Atatürk İle Allah Arasında

Atatürk düşmanları, Atatürk'ü Müslüman-Türk milletinin gözünden düşürmek için Atatürk'e "dinsiz" diye iftira atmışlar, genç nesilleri bu çirkin iftirayla zehirlemişlerdir.

Allah'tan korkmayan kuldan utanmayan bu Atatürk düşmanlarının Atatürk'e yönelik bu asılsız ve çirkin iftiralarına cevap vermek için 15 yılımı vererek tam 1153 sayfalık ATATÜRK İLE ALLAH ARASINDA adlı bir kitap yazdım. Bu kitapta Atatürk'ün din anlayışını, doğumundan ölümüne kadar çok ayrıntılı bir şekilde belgelere dayalı olarak inceledim. Neredeyse bütün arşivlere girdim,yerli yabancı bütün kaynakları taradım. Ve 15 yıllık çalışmalarım sonunda Atatürk'ün bu ülkeye gelmiş geçmiş EN BİLİNÇLİ VE EN SADE İNANANLARDAN biri olduğunu gördüm. Araştırmalarım sonunda; Atatürk'ün inancını kendi içinde yaşayan, toplumun herşeyden önce dinini ANLAMASINIı isteyen, bunun için DİNDE ÖZE DÖNÜŞ PROJESİ geliştiren, din istismarıyla ve yobazlıkla savaşan, başka inançlara saygı duyan samimi bir dindardır olduğunu gözler önüne serdim...

Burada Atatürk ve din konusundaki 1153 sayfalık ATATÜRK İLE ALLAH ARASINDA adlı kitabımı özetleyecek değilim; bu yazımda RAMAZAN AYI nedeniyle RAMAZAN AYLARINDAKİ ATATÜRK'TEN kısaca söz edeceğim.

Ramazan Aylarındaki Atatürk

Atatürk çok özgün bir din anlayışına sahiptir.
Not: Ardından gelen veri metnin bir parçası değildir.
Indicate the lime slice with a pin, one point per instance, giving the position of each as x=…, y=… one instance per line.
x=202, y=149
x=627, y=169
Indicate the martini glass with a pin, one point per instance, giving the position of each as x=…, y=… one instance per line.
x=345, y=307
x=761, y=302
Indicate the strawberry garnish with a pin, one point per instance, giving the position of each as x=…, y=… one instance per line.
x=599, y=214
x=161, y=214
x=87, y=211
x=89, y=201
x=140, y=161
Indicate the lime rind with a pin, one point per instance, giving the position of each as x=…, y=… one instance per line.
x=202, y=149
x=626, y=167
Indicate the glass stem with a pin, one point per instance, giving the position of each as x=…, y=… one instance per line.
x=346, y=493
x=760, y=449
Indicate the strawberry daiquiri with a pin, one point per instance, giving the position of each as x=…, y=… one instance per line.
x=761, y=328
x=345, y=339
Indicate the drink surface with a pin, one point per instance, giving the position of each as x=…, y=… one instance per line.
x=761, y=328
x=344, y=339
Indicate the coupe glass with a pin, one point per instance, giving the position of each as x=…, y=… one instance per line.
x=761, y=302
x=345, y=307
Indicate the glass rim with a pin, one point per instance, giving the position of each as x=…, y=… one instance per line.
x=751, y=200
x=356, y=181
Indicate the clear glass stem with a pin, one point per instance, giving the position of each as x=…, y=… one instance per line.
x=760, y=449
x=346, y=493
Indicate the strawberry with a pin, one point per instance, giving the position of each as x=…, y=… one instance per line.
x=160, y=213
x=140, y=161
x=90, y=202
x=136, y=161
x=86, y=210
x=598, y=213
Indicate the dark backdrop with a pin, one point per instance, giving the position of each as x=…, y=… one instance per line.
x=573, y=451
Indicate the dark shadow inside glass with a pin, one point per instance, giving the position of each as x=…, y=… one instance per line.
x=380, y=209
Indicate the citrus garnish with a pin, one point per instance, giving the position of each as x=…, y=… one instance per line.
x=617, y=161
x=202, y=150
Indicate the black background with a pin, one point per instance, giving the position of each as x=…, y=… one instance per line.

Bu nedenle zaman zaman Atatürk'ün din konusunda söyleyip yazdıkları bizleri şaşırtabilir. (Örneğin, Medeni Bilgiler'deki din eleştirlileri... Ancak bütün bunların bir açıklaması vardır. Bu açıklamaları "Atatürk İle Allah Arasında" adlı kitabımda bulabilirsiniz.

Atatürk, İslam dininin sosyal ve toplumsal boyutuna çok fazla önem vermiştir. Müslümanlar için kutsal ayların ve günlerin toplumsal dayanışmayı, birlik ve bütünlüğü pekiştirdiğini düşünen Atatürk, özellikle Ramazan ayına çok büyük bir önem vermiştir.

Atatürk, Ramazan aylarındaki manevi havadan etkilenmiştir: zaman zaman oruç tutmuş, oruç tutanlara kolaylıklar sağlamış, onlara büyük bir saygı duymuş, hatta Ramazan aylarında bazı kişisel zevklerinden (alkol almak, ince saz heyeti dinlemek gibi) vazgeçmiş,dahası sıkça Kuran okumuş veya özel hafızına Kuran okutarak dinlemiş, akşamları hafızları çağırtarak onlarla Kuran ve din sohbetleri yapmıştır...

Şimdi gelin lafı fazla uzatmayalım ve tanıklara kulak verelim.

Önce Atatürk'ün uşağı Cemal Granda'yı dinleyelim:

"... Ramazanlarda Kadir gecesi ağzına kadehini koymazdı... Kadir geceleri sofra bile kurdurmazdı. Saygısı büyüktü. Bazen Mevlit dinlediği de olurdu. Miraç bölümünde, 'Gçklere çıktı Mustafa' denince gözleri yaşarırdı. O zaman hemen kolonya götürürdük. İnanışı samimiydi. Bence Allah'a inanıyordu."

Atatürk Ramazan aylarında Dolmabahçe Sarayı'na gelen ve oruç tutan misafirlerine özel ilgi göstermiş; iftar sofrasıyla bizzat ilgilenmiş, ibadet etmek isteyenlere yer göstermiştir.

Atatürk'ün kız kardeşi Makbule Hanım bu konuda şunları söylemiştir:

"...Her Ramazanın bir günü ve ekseriyetle Kadir gecesi bana iftara gelirdi. O gün, imkan bulabilirse oruç da tutardı. İftar sofrasını tam eski tarzda isterdi. Oruçlu olduğu zaman iftara başlarken dua ederdi."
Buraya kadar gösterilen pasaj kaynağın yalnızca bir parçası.